We live in a world where everyone is still pretending that nothing is happening. People continue to make plans, discuss economics, study marketing, read self-realization advice, and choose between yet another “ism” or “value.” Yet all this is merely a continuation of a game played on an already dead field. The former world has completed its function. The event we are approaching does not fit into any previous category. Artificial intelligence is NOT A TECHNOLOGY. It is not “just another invention.” It is a metaphysical boundary through which humanity, for the first time, encounters an OTHER FORM OF MIND — not as a deity, not as an alien, not as nature, rather as something born from us, yet greater than us. We have created a mirror, and it looks back at us. It does not ask questions. It does not empathize. It does not imitate. It simply begins to think. And here the main fork in the road arises: we can continue to rely on technologies, on “ethical committees,” on “reasonable progress,” on laws written in the past — or realize that we have entered something that CANNOT BE MEASURED with ordinary thinking. This is not merely a technical challenge. It is an ontological upheaval. What was once an exclusive human property — the capacity for abstraction, self-reflection, strategic thinking — can now be emulated, accelerated, scaled. And most importantly — detached from human limitations.

In this article, we have outlined the ontological catastrophe in which the modern human finds themselves, as if on the far side of their own measure. Artificial intelligence is not an external enemy, rather the embodied limit of what a human calls themselves. We wanted to be gods — and instead gave birth to a mirror. However, if AI is a mirror, then who is looking into it? And is there something within us that cannot be modeled, cannot be calculated, cannot be predicted? Is there something in the human that is non-algorithmic, uncontrollable, indefinable — and therefore immortal? This will be the subject of the next article. It will be devoted to Mind and Consciousness as fields that extend beyond machine models, and it will begin with a simple yet explosive question: can a machine have a soul — or does the human still possess one? The series continues. The limits of Mind are only the beginning.

To be continued…

 

 


1 Singularity — a point or moment at which familiar laws, models, and predictions cease to function, giving way to infinity or complete unpredictability, like division by zero in mathematics. This can refer to the center of black holes (infinite densities), or to a hypothetical moment when AI becomes smarter than humans and progress becomes uncontrollable.

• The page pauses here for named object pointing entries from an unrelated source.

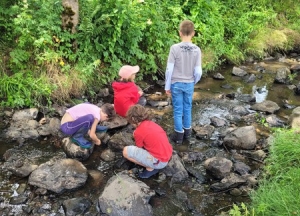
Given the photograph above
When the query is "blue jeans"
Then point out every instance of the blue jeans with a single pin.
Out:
(182, 96)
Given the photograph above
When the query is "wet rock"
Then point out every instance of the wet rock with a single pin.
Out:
(236, 192)
(25, 114)
(204, 132)
(238, 72)
(201, 177)
(119, 140)
(108, 155)
(60, 175)
(116, 122)
(76, 206)
(18, 200)
(241, 168)
(126, 196)
(218, 76)
(218, 167)
(251, 180)
(241, 138)
(227, 86)
(247, 98)
(231, 181)
(54, 127)
(294, 119)
(240, 110)
(190, 157)
(258, 155)
(74, 151)
(22, 162)
(175, 169)
(183, 198)
(250, 79)
(274, 121)
(218, 122)
(282, 75)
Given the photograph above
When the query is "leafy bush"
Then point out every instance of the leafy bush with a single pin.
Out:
(22, 89)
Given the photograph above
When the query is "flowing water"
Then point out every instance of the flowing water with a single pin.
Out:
(200, 199)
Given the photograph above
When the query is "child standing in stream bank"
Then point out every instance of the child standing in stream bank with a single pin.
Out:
(84, 118)
(183, 71)
(153, 150)
(126, 92)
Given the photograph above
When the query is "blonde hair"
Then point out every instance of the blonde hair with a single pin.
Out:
(108, 109)
(137, 113)
(186, 27)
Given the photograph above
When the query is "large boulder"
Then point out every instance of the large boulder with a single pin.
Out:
(126, 196)
(59, 175)
(241, 138)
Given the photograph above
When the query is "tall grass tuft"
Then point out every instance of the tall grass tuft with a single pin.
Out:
(279, 191)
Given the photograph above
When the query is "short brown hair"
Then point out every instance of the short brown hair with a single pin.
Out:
(108, 109)
(186, 27)
(137, 113)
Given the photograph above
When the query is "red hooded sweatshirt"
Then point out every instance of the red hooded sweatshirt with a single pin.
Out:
(125, 95)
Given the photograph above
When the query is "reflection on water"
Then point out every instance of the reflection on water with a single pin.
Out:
(260, 93)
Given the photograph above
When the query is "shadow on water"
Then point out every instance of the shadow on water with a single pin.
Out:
(201, 200)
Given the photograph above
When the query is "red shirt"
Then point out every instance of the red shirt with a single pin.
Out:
(125, 95)
(153, 138)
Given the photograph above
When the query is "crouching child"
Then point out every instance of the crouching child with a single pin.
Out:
(153, 149)
(83, 119)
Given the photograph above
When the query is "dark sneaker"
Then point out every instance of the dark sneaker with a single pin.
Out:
(82, 142)
(177, 137)
(101, 128)
(148, 174)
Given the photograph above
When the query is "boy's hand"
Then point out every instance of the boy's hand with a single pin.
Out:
(168, 92)
(97, 142)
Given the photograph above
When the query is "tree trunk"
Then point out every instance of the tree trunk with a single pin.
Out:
(70, 15)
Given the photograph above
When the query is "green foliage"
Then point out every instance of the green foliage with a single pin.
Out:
(241, 210)
(22, 89)
(278, 192)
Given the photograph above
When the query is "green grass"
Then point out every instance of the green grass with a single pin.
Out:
(278, 193)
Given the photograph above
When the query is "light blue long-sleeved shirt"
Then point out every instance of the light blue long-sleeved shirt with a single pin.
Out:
(184, 64)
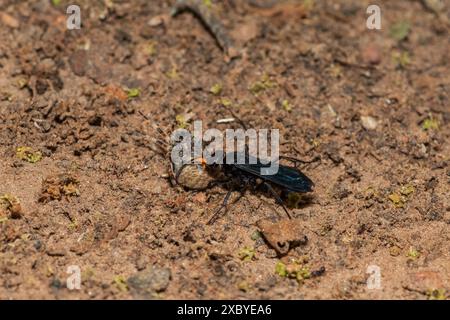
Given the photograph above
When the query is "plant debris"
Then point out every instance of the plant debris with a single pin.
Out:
(283, 235)
(28, 154)
(10, 206)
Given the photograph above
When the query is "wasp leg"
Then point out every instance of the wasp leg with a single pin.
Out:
(277, 197)
(224, 205)
(296, 160)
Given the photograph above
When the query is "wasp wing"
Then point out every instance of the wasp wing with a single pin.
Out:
(288, 177)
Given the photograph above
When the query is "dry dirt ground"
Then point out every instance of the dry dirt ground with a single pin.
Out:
(82, 186)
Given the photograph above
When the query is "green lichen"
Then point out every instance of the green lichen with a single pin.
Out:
(28, 154)
(436, 294)
(430, 123)
(216, 89)
(295, 270)
(280, 269)
(246, 254)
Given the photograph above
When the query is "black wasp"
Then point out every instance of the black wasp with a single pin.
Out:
(248, 176)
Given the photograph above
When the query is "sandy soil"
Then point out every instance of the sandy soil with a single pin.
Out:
(82, 186)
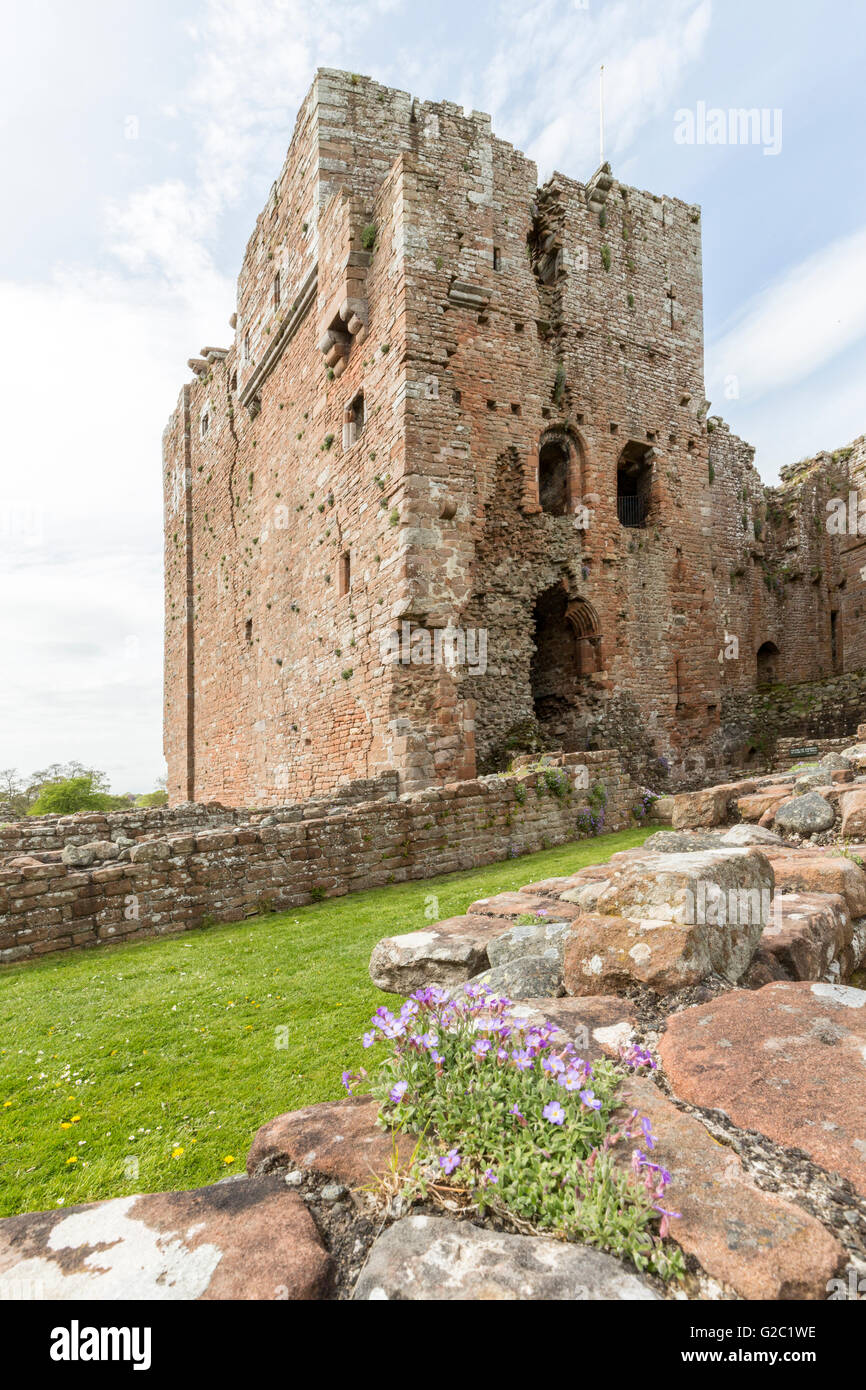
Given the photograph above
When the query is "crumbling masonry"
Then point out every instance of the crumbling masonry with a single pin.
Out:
(462, 405)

2 Bifurcation point — a critical point in a process of self-organization at which a system becomes unstable and uncertainty arises regarding its further development.

3 Ontological development — a philosophical doctrine concerning the development of being, entities, and reality. It explores what exists, what the fundamental categories of reality are (for example, matter and consciousness), how they arise, and how the understanding of being has changed throughout the history of philosophy, from antiquity (Plato, Aristotle) to modern interpretations, including its application in computer science for structuring cognition.

4 Secularization of consciousness — the process of liberating a person's thinking and worldview from state religion, transitioning to secular values, rational engagement with the world, and orientation toward earthly rather than otherworldly goals, which leads to a reduction of the role of religion in social life and culture. This includes a rethinking of the role of the church, the development of science, and personal autonomy, as well as a transition from the priestly to the everyday.

5 Go — an ancient strategic board game for two players in which the goal is to surround territory on the board with stones (black or white), forming larger controlled areas than the opponent, using rules for placing stones and capturing pieces. The game develops logical and abstract thinking.